We understand the need for Black Girl In Om and the awareness it’s begun to raise towards black women wanting to lead spiritually, physically and mentally well lives, but why? What or were there any other components that played a part in you wanting to start this soon-to-be phenomenon (if not already) in the female black community?
Zakkiyyah: You have to look at the world and the type of condition that we live in, especially as it pertains to black folks as a whole. Our spirits are being attacked by the media, state violence, and the larger systemic structures that we live in. These are epidemics going on everyday. They're happening so fast and rapidly. The best response to all of that is action. You have to take immediate action. That brings me to Black Girl In Om, and this vision that Lauren thought of..it’s a response. We’re talking about people’s mental, physical, and spiritual well being.. it’s a critical matter I think. We’re encouraging people of color to live their best lives. It’s needed. Especially for black people, at least for me. It’s really important during these time that black folks create and facilitate their own spaces and focus on our needs. We all have to build together and lift each other up. Black Girl In Om is a space for that. Women can connect with other women.. A space where women of color can feel empowered and have ownership over their own lives. Black Girl In Om for me as a whole is about manifesting positivity and safe spaces for meaningful connections and collective empowerment.

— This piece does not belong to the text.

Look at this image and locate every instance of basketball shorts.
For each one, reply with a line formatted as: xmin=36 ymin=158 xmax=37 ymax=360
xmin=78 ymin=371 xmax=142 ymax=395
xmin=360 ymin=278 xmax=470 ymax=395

Lauren: Absolutely, Zakkiyyah. So, what some people may not realize is that for many years I have been an advocate of social justice and dismantling oppressive structures including racism, sexism, and classism. Specifically, before moving to Chicago I worked with young black and brown people on art for social change and leadership development. I supported teens of color in expressing themselves, forming their own opinions of themselves, and intervening in problematic narratives that the media and those who have been in control of documenting history and constructing dominant narratives have built in an attempt to silence, control, and demean them. In graduate school, I further studied these systems. My passion for creating safe spaces for women of color, spaces that heal and uplift, is rooted in my awareness and understanding that these spaces matter deeply. They aren’t part of the broader trend toward yoga, meditation, and peace. These spaces matter because, like Zakkiyyah indicates, our spirits are under attack, and have been ever since our ancestors were violently brought to this land. Black Girl In Om, then, is in part about generational healing. Some of the women who come to our workshops are having conversations about self-care and self-love for the first time. Ever. That’s huge. And exciting. And I’m honored to be a part of it.